Colorado AI Use Hits 32.3% as Data-Center Debate Intensifies

A Denver Gazette editorial published July 13 argues that Colorado’s above-average use of AI tools strengthens the case for accepting new data-center development, framing the facilities as infrastructure already underpinning everyday digital services.
The opinion piece draws on Microsoft’s May 2026 “AI Diffusion in the United States” report, which estimated that 32.3% of Colorado’s working-age population used major AI services during the first quarter of 2026. That put Colorado 15th among states, above the national 31.3% estimate.
Microsoft’s figures are based on anonymized usage data and modeling for services including ChatGPT, Google Gemini, Claude and Microsoft Copilot. They are estimates of active AI-tool use, not a count of residents, businesses, or AI workloads hosted inside Colorado.

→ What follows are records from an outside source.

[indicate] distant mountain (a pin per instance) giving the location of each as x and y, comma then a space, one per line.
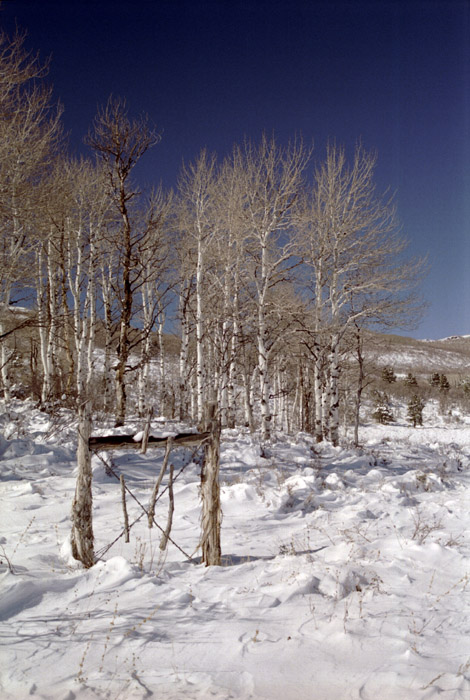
448, 355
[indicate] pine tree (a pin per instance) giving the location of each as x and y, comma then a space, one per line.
415, 410
388, 375
410, 380
383, 411
444, 385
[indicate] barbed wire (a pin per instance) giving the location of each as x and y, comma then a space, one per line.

A smart city landscape connects cloud computing, data centers, energy infrastructure, and community planning.A sharp geographic split​

The Gazette editorial highlights a familiar pattern in the data: AI use was concentrated in metro areas, university communities, and knowledge-economy regions.
Boulder County led Colorado with a 43.7% estimated AI user share, according to Microsoft. Broomfield and Larimer counties followed at 38.8% and 35.9%, while Douglas, Denver, Gunnison, and El Paso counties were all above 34%. At the other end, Custer and Jackson counties were below 10%.
Microsoft found that Colorado’s metropolitan counties averaged a 33.7% AI user share, compared with 22.6% for micropolitan counties and 17.1% for rural counties. The company also reported a divide in attitudes: 53% of urban respondents said AI was likely to act in the public interest, versus 38% of rural respondents.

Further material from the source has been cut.